Mr Pursey of the ILO suggests that social partnership can be an effective tool of economic management, particularly for smaller countries operating in the euro area. Facing budgetary constraints and unable to devalue their currencies, such countries can use co-ordinated national-level wage bargaining to keep claims in a narrow band and minimise differences between the public and private sectors.
Global brothers
Mr Monks says that there are plenty of other opportunities for organised labour to exploit. For example, it is slowly becoming aware that it has a largely untapped source of influence. Of the $17 trillion in worldwide pension and mutual funds, around $12 trillion either has direct union participation or employee involvement at the trustee level, says Mr Evans. Through the activism of funds such as TIAA-CREF, an American teacher's fund, unions have begun to realise that they can have a bigger voice in the broadening debate about corporate governance. The AFL-CIO, for example, has been very active in this year's shareholder revolt against executive pay.
There is also scope for more imaginative recruitment. The AFL-CIO has had some success in reaching America's growing Latino population. But women and minorities remain generally under-represented everywhere; few unions have made them central to their cause. The gender pay gap, for instance, has barely narrowed in recent years and remains high—20%, on average—across Europe.
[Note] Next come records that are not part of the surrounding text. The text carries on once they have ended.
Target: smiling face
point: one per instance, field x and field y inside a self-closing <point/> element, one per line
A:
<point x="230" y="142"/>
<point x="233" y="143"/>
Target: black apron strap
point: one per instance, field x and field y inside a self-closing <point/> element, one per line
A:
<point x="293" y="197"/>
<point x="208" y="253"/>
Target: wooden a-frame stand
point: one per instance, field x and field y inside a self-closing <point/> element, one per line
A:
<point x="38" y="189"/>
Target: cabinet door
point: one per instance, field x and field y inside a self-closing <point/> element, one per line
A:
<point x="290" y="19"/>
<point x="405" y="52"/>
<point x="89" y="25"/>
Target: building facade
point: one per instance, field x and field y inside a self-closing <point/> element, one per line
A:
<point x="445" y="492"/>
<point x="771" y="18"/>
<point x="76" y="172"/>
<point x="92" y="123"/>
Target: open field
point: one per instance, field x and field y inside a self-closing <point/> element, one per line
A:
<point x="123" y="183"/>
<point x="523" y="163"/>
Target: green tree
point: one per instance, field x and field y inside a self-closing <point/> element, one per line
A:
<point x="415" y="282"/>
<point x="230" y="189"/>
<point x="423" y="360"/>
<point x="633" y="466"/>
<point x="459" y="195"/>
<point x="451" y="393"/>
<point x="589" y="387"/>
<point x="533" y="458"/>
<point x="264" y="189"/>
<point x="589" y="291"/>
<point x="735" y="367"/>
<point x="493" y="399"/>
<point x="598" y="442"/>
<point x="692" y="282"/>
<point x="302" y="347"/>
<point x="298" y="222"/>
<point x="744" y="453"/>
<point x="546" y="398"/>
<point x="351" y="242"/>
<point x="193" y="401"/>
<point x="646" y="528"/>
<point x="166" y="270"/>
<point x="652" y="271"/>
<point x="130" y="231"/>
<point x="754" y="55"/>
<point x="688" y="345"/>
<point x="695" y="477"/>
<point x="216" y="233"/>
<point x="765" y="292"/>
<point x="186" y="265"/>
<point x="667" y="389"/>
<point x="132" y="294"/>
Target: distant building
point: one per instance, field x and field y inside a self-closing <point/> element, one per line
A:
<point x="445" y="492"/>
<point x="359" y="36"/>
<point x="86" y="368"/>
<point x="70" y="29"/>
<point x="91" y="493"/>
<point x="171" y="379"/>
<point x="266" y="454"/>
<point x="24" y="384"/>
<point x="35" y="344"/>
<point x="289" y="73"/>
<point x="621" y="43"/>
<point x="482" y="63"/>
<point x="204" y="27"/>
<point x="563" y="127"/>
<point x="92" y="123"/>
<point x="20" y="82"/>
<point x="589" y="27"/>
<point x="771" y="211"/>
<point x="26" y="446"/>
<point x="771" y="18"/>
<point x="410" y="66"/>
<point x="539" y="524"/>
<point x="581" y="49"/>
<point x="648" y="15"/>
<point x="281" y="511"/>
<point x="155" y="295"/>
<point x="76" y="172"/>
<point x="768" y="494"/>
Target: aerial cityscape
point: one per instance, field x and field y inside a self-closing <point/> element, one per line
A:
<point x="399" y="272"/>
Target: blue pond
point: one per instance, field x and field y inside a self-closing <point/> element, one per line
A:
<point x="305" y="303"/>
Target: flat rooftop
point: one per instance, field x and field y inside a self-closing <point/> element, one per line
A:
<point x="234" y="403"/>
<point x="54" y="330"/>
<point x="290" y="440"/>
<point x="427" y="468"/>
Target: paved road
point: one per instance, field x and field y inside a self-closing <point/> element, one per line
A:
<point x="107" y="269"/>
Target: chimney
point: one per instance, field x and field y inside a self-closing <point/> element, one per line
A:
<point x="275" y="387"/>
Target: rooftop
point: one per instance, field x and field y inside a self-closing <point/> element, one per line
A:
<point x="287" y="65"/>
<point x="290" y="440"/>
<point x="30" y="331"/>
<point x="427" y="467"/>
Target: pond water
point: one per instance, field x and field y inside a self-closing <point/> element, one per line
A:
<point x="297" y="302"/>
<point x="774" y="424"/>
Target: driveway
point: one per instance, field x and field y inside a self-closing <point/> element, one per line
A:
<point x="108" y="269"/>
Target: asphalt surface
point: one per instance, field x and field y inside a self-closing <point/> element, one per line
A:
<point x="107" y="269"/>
Perhaps the biggest opportunity, though, is for the unions to find a new international model to replace the plethora of misogynistic national organisations that continue to run the show today. “Many big companies are global and have a mindset to match,” says Mr Monks. “Unions have to understand this and adapt their approach accordingly.”
There are signs of the beginning of an international approach to union organisation. ETUC has scored some successes in Europe, including framework agreements defining minimum rights for workers and, more notably, the introduction of a directive on European works councils. There has been less progress towards a Europe-wide, collective-bargaining regime, mainly because there are internal tensions between national confederations and industry or sector federations.
Ironically, help is coming from a number of big companies. Mr Evans says that a few of the world's biggest firms are actively trying to polish their haloes by showing they meet or exceed guidelines on working practices—a sort of labour equivalent of environmental standards. Last year, for example, Volkswagen signed a global agreement with the International Metalworkers' Federation that set out the ground rules for how it operates worldwide. These include the recognition of workers' rights to join a union, and a commitment to proper pay and conditions. TUAC has had enquiries from dozens of big companies about such agreements.
In the end, the future of trade unions rests largely in their own hands. A few pioneers, notably in the Netherlands, have shown that a willingness to address their own organisational weaknesses (and an acceptance that some social reforms are inevitable) can translate into a much greater degree of influence. The noisy, colourful demonstrations of recent weeks attract media attention and raise the unions' profile. But they are not symptomatic of what influential unions do today, nor of what they want to do tomorrow.
This weeks Economist (7-13 June)has a special on Trade Unions. Take the following:
"Unions are no longer needed (if they ever were) to advance basic rights through economic blackmail: todays rich countries have better ways of discussing such matters. Depriving unions of the means to engage in blackmail, by curbing their legal immunities, would help to channel their thinking in a more productive direction - before it is too late."
The battle lines have been drawn. Go to ICTU HQ in Parnell Square to pick up your AK-47.